Last year, Telltale Games released a remarkable product. The Walking Dead was both a critical and commercial success, garnering praise both upon release and in end of year roundups. It was a game that used an episodic structure in a way that actually enhanced the game, made the player’s choices more meaningful than role playing games developed with budgets many orders of magnitude larger, and most definitely did better credit to The Walking Dead source material than other multimedia adaptations.
It was the best sort of breakout success. A game that exceeded not just the expectations for Telltale’s next licensed adventure game (they had been churning out such titles to no particular recognition for years) but also the expectations for what was possible within the genre and format.
That was 2012, though, and Telltale has released the first episode of their next project. The Wolf Among Us is another comic property licensed into an episodic adventure game. Zombies are out and fantastic creatures of fairytale are in. That, aside the two games seem to share an awful lot in common. Same developer, same genre, another comic property, same slick cel-shading that looks good on everything from Xbox to iOS… playtesting this seems as easy as running a checklist of feature comparisons making note of any particular additions or subtractions from the winning formula. It is to this game’s great credit that such a playtest would be absolutely inappropriate. That playtest would be able to tell you about changes in mechanics, graphics filters, the new audio… but those are the features that define iteration in games—Telltale has moved beyond that.
The one comparison it is fair to draw between The Wolf Among Us and The Walking Dead is that they are both stories. Legacy video game quirks like quick time prompts, menus, and clicking on everything that glows exist only in service of the narrative. There are no contortions to justify time spent between what just happened and what happens next. Because this game exists to be a vehicle for a story, it must be judged based on the quality of that story in the same way that an action game is judged for the quality of combat mechanics. That is why a comparison of features between Walking Dead and The Wolf Among Us is meaningless. It’s like comparing sim-racing and kart-racing. Last year, Telltale released a dystopic horror fiction that effectively leveraged horror iconography, juxtaposition of innocence and death, and no win scenarios. The Wolf Among Us doesn’t do any of that and it doesn’t matter one bit.
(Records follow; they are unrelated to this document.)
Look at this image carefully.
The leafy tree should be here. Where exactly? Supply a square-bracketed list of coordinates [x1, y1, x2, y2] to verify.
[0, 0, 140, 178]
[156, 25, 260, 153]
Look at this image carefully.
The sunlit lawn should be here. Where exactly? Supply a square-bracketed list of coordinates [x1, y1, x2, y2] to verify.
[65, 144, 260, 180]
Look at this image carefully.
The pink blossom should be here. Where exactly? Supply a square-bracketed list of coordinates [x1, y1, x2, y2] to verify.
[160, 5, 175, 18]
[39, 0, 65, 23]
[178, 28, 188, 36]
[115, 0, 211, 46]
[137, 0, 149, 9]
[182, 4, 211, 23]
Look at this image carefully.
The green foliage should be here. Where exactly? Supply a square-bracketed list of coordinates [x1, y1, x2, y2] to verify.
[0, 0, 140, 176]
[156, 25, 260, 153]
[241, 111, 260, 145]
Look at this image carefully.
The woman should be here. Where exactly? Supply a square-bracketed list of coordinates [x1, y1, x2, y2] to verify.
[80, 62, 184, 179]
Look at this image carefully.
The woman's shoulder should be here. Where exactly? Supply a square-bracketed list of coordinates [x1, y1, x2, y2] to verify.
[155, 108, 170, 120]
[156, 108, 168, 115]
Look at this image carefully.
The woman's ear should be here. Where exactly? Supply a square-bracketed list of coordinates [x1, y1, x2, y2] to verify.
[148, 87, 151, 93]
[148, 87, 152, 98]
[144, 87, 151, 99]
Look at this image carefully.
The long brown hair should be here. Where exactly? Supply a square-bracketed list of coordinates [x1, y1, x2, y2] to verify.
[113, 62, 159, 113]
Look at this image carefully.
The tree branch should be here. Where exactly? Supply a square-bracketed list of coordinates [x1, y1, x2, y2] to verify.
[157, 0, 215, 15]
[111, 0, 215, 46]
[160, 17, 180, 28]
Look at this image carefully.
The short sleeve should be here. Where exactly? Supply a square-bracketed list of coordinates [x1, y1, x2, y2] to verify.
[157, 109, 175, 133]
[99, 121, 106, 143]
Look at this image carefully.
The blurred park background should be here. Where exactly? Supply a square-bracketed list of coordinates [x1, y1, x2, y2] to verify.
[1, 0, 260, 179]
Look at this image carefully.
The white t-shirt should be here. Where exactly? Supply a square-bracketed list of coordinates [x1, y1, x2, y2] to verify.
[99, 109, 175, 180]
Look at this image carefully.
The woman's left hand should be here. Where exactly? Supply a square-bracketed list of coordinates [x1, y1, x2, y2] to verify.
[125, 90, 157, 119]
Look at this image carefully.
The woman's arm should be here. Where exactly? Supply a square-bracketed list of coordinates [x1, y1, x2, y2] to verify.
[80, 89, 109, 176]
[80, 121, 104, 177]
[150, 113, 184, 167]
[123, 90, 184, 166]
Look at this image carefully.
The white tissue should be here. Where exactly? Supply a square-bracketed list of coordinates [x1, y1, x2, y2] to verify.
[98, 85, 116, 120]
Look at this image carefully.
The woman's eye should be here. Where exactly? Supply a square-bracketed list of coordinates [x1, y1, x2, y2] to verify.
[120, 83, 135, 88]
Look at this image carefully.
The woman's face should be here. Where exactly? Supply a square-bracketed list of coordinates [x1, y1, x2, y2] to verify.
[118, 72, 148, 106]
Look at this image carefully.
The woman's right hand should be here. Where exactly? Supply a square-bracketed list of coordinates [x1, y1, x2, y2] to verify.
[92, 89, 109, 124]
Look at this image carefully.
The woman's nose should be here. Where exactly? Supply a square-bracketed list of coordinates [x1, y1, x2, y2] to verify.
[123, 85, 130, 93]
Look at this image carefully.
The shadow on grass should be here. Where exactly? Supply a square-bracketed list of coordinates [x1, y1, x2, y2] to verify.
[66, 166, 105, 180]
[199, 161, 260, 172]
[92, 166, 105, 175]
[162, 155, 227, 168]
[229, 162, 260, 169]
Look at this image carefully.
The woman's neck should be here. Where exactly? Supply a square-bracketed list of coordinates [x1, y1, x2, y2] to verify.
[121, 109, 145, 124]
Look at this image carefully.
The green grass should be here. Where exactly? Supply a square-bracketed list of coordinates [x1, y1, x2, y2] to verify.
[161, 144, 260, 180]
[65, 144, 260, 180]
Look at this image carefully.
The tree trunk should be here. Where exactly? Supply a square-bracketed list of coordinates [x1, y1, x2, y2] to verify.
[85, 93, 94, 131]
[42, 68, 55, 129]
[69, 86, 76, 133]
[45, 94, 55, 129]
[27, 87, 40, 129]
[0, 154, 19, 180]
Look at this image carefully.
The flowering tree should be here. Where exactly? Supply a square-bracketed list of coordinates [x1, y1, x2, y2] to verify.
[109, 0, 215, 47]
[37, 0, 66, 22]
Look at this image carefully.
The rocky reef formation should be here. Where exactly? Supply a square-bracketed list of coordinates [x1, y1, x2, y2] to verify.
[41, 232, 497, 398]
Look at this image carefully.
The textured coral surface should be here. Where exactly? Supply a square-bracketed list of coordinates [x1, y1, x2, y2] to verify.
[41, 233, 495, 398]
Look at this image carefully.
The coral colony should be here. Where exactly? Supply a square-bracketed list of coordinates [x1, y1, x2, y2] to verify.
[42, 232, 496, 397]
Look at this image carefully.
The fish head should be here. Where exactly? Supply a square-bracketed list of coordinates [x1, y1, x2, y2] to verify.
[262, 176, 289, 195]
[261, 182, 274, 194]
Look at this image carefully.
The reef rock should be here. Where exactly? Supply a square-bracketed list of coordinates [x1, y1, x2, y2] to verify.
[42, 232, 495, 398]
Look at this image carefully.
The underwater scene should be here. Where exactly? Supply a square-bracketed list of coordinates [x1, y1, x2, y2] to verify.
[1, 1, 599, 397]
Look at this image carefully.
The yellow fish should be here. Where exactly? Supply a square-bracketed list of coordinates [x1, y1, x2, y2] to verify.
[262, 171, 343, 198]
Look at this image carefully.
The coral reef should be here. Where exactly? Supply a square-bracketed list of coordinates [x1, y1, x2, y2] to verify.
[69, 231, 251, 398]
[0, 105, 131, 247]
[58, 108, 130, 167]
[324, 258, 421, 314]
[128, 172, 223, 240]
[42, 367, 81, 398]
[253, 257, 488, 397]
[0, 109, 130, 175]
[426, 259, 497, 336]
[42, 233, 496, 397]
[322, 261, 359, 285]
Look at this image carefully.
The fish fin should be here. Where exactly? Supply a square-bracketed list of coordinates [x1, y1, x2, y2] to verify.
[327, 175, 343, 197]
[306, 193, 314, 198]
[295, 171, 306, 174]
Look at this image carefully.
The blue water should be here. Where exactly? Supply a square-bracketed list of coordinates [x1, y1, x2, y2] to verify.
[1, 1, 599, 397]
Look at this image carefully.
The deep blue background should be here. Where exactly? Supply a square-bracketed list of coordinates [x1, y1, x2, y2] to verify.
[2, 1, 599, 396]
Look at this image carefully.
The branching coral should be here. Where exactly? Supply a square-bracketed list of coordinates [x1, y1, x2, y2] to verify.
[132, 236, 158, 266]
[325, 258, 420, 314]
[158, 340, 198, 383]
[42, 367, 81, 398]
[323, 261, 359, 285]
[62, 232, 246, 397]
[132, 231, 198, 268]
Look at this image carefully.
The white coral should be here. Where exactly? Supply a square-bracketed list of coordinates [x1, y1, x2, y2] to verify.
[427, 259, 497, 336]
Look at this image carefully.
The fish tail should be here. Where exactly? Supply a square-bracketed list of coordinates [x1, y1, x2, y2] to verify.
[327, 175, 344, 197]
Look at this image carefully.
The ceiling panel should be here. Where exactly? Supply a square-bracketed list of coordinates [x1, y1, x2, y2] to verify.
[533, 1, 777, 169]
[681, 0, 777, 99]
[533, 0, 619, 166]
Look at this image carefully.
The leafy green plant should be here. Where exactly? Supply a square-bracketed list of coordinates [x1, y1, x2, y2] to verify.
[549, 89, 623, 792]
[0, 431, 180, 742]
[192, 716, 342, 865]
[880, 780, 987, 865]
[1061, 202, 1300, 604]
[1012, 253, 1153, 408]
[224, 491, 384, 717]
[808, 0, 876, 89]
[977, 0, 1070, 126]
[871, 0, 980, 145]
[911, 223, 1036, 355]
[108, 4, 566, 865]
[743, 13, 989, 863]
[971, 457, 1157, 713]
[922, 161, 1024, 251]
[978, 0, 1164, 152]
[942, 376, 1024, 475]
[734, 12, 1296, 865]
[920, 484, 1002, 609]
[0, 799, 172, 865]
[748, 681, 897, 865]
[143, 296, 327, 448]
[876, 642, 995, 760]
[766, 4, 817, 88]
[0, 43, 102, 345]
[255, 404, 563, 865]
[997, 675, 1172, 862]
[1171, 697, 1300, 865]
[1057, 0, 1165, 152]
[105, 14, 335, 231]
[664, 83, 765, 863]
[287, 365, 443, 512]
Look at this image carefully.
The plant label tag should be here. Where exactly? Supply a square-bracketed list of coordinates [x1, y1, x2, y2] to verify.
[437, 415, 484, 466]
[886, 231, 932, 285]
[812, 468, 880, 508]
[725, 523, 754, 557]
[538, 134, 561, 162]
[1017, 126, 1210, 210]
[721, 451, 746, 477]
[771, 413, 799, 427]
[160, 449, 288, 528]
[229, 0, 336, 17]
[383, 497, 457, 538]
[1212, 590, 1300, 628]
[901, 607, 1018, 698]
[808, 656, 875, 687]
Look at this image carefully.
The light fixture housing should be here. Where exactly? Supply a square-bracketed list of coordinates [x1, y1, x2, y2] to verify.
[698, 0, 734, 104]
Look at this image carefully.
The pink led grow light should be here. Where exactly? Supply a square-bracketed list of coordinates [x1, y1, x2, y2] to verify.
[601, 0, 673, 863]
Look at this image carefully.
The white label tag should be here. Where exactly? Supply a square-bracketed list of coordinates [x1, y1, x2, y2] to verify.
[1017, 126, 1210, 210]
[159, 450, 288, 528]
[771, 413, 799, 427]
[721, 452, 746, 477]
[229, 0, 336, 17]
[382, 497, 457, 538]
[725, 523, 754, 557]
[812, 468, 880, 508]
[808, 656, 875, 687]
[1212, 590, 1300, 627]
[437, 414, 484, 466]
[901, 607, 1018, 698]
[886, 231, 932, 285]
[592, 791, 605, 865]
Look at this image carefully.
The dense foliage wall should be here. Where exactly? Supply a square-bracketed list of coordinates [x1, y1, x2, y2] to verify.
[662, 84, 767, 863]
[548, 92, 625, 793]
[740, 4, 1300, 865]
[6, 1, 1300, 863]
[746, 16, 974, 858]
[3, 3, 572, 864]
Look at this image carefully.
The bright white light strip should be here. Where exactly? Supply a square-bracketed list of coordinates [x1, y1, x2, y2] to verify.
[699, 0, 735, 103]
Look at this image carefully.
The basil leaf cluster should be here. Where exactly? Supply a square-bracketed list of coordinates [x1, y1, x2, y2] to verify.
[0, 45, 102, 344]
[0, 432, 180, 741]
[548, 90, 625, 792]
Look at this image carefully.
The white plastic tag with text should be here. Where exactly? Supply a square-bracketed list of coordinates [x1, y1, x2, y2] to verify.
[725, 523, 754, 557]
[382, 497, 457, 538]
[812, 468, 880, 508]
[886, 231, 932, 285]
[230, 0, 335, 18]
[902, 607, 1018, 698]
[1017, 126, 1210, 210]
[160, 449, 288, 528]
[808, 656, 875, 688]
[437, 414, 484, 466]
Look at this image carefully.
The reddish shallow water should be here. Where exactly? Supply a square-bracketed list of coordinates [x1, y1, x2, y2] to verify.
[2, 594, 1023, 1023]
That’s because The Wolf Among Us is a different beast entirely—it’s straight up noir.
So is it a good noir? Well, it’s certainly a faithful one. Episode one is by necessity mostly laying ground work for plot twists yet to come and because of that most of the characters get a scene or two even if they aren’t yet relevant to the murder mystery at hand (because of course it’s a murder mystery). All standard genre archetypes are present and accounted for—a jaded and cynical protagonist, an ineffective authority, a girl in need of protection, a crooked enforcer… if you’ve seen much of the genre at all you know these characters not only by their name in this universe but also by several others. Whether these pieces come together in ways that are ultimately satisfying without being derivative we won’t know for many episodes yet but all the usual suspects have been rounded up.
It is not too early to take stock of the cinematography on display though. The distinctive use of shadow that originally earned noir the name is used expertly throughout and contrasts wonderfully with the oversaturated purples and yellows that fill this New York City. The stark cel shading used here wasn’t available in the 1940’s when the form originated but proves to be perfectly suited. Streetlights carve perfect colored circles on the pavement, the protagonist’s perpetually unkempt clothes always look like they’ve been slept in (and by the end of the episode they have).
I enjoyed episode one of The Wolf Among Us immensely and will absolutely be following up on future episodes. I’m a fan of film noir and I’m overjoyed at the rare opportunity to experience a modern genre entry. Does my enthusiasm mean that you should be enthusiastic too? Only if you come from a place of similar passion, I’m afraid. To most this story is simply a mystery and the merits of that mystery will remain unproven for several episodes yet. To some others this is an opportunity to experience a story set in their beloved Fables universe, and sadly I do not read the comics so cannot comment on how franchise fans are or are not served. However, for a select few this story is the most promising adaptation of noir into video games since Hotel Dusk on the Nintendo DS. I speak to those people when I say that you can’t miss this game. I don’t expect The Maltese Falcon out of this, but it sure seems more promising than Key Largo!
Food for thought:
1. I struggled with “film noir” versus the more generic “noir” when writing this up. Can we please just get a lot more games like this so we can comfortably establish “game noir”? That would be great, thanks.
2. The totally meaningless features rundown that shouldn’t influence you at all: online decision tracking is back from Walking Dead, cel shading is slightly improved (may just be because of the more distinct color palette), quick time fighting is back and more forgiving about inputs, front end of game is WAY slicker now. Very cool title screen.
3. Yes, I made multiple decisions that I regretted (sometimes immediately). No, I did not allow myself to change any of them. That would be cheating.
4. Don’t even get on my case. I know what you’re about to say. I understand Key Largo is a classic… it does not deserve that rep. It’s okay at best.